С пригорка, на котором стояла навьюченная «Тойота»,
Обросшего библейским чертополохом,
Открылся ярких светил водоворот:
Закинешь голову – словно ушат холодной воды за шиворот.
Дымился костёр, производящий уже вторые сутки
Золу для внесения в наш неплодородный грунт.
Подновлённой краской белели стволы яблонь,
В том числе и анисовка, чья скелетная ветвь
Минувшей осенью в двух местах переломила мне ногу.
Лягушки в талой воде ревизионного колодца,
Вырытого для защиты подвала от паводков,
Производя слабое шевеление, выходили из анабиоза,
А на дне дождевой бочки в бодлеровской прели
Раздувалась смердящая мышь-утопленница.
У забора окоченевший нарцисс
Желтел скрюченным, как устрица, бутоном
И хмель вытягивал из-под земли назойливые побеги.
Надмирным гулом раздвигал небеса самолёт.
Велики мои владения, подумал я, закрывая ворота.

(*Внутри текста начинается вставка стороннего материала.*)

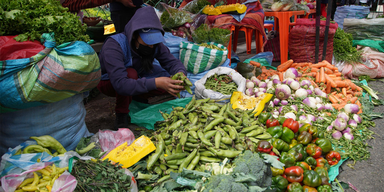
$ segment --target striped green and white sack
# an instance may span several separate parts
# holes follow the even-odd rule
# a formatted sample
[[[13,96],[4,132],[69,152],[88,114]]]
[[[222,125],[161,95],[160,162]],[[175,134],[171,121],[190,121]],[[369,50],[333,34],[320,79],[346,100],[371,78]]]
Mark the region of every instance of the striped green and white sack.
[[[214,45],[225,50],[210,49],[192,42],[180,43],[180,60],[184,63],[187,71],[195,74],[214,69],[224,63],[228,54],[227,48],[212,42],[207,44]]]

Надо снять поутру с багажника рабицу.
И вот пришёл сон. В этом сне
С одной брюнеткой сбежав во Львов,
Ночью сбежал от брюнетки.
Бродил в квартале кунсткамер.
Подсвеченные неоном по всем законам маркетологии,
В витринах старых особняков
Были выставлены анатомические фрагменты земных существ:
Сухожилия, хорды, шкуры, черепные коробки.
Мозг в пиршественной чаше
Возвышался в средневековом кубке
Под лабораторным колпаком,
Мощи висели в стеклянных призмах, словно в воздухе.
Как хорошо, думалось, жить в этом пустынном городе,
Без неофитов, клевретов и душ, побитых холодом.